There’s the old saying “you reap what you sow”. It’s not
always true, but more often than not, it’s the answer to most of life’s
problems. I’ve found this to be case when I hear someone complaining that young
people just aren’t polite anymore.
Now, to a teenager I may be old, but in general, people
would call me young, and I can’t tell you whether people were politer in the 50’s,
or the 60’s, or even the 80’s. I wasn’t there, so I have to go off what other people
tell me, which is…they were, apparently. It’s a challenge for me to imagine adolescences
truly being any more respectful then, but we’ll roll with it.
Okay, so what changed?
The more I think about politeness in the context of today’s
culture in America, the greater one particular word resonates with me: offense.
This isn’t a blog post about politics, but there does seem
to be a correlation between offense and politeness; that is, as people become
more mindful of an increasingly diverse culture and want to avoid offending
people, traditionally viewed forms of politeness decline.
People do not want to risk offending others for the sake of
being traditionally polite.
As an example, I used to call people “sir” and “ma’am”. I
stopped, because the response I received was negative. I had some people say, “I’m
not ma’am, ma’am is my mother.” They could be five years older than me, or
forty. It didn’t matter, but they still took offense.
The other dilemma is trying to guess someone’s gender over
the phone, which is always a risk. Especially if that person does not identify
as the gender you’re addressing them by.
So no more “sir” and “ma’am”. What about men holding open
doors?
There are still plenty of men who hold the door open for
women and children, my spouse included, but that courtesy has declined as well.
I’ve heard of well-intentioned men being told off by women, claiming “they
could open their own door”. On the flip side, some women get angry when a man
doesn’t offer to hold the door open for them. What else can one do except
attempt to gentrify this traditional form of politeness, so people stop expecting
it, and they can stop getting yelled at for it?

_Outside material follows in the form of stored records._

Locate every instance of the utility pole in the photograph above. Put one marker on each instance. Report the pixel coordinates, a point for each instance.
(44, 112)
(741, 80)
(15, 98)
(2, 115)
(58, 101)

No holding open doors. What else?
Standing up when a woman enters the room, pushing her chair
in for her, or paying for a woman’s meal on a date all receive the same
treatment: madam guillotine.
I can’t tell you the number of people I’ve had conversations
with who say they not only dislike getting telephone calls, but it makes them
angry. If someone can convey the same information to you through a text
message, why would they call, interrupt what you are doing, and take up
valuable time? It’s the same with stopping by their house unannounced. This is
one of those elements of politeness that doesn’t have to do with offense, and
more with an increasingly technological world.

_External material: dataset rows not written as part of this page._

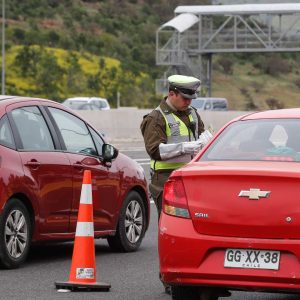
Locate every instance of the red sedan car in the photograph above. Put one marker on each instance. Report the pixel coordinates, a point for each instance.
(231, 217)
(44, 149)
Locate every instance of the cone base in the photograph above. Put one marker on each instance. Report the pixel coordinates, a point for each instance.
(97, 286)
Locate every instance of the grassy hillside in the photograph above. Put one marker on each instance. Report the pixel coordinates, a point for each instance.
(62, 48)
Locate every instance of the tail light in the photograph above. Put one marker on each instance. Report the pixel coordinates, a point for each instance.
(174, 199)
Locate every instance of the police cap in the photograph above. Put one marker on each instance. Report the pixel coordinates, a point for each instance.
(187, 86)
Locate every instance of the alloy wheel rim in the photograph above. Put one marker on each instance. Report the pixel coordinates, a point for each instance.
(133, 221)
(16, 233)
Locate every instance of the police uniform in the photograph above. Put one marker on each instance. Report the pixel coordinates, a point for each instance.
(166, 132)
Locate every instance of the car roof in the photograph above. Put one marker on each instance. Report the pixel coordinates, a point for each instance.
(289, 113)
(14, 99)
(88, 99)
(209, 98)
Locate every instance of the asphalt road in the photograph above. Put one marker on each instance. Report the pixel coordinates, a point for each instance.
(133, 276)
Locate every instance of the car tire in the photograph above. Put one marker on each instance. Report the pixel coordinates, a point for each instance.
(192, 293)
(131, 225)
(184, 293)
(15, 234)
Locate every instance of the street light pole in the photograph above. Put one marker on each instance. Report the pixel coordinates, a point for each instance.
(3, 48)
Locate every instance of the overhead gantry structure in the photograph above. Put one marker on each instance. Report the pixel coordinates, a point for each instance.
(187, 42)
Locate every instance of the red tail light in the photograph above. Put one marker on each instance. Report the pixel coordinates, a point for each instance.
(174, 199)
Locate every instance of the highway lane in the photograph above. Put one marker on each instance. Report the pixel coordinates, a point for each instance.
(133, 276)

But back to offense. Do you remember thank you notes and
Christmas cards? They were thoughtful gestures, but now you must consider those
who would feel your cards were distasteful. They prefer e-cards, because they
don’t waste paper and hurt the environment, and they never check the mail. Perhaps
the joke you made was culturally insensitive to penguins. People don’t want to
pour their time into sending out cards if they aren’t appreciated.

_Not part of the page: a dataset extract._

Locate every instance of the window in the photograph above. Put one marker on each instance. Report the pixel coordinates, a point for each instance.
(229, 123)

Do you remember when people used to have debates, rather
than arguments? Individuals could have differentiating opinions about something
without recessing to hurling insults or even fists. It was socially acceptable
to see another person’s point of view, even if their viewpoint was unpopular.
In fact, it was a sign of wisdom and good etiquette. But now seeing someone
else’s viewpoint is synonymous with agreeing with them. As an example, if
someone goes to jail for hitting another person and it’s in the news, you are
not permitted to question their motives for hitting that person, or sympathize
with them in any way. You could consider their actions despicable while still
seeing their reasoning, but your understanding is no longer viewed as polite.
Instead, your willingness to try to understand someone who is considered
socially unacceptable is either sexist, racist, perverted, or all of the above.
You must agree with the masses and verbally skewer this stranger.
There are other comparisons I could make, but I believe
these are the most-widely known as standards of American etiquette.
So, to answer the question that seems to come to many minds
of the Baby Boomer generation, people aren’t as polite anymore because they’re
afraid to offend someone. And, in this day and age, the fear seems valid. Plus,
when your gesture of respect could end up as someone’s scouring Reddit story,
is being polite to one person still worth it? I think the answer to that
question is different for everyone.
In the end, I believe politeness has a way of falling in and
out of trend, and transforms over time. I’m sure society will come up with new
and clever ways to convey the same meaning. It may just not include “yes sir”.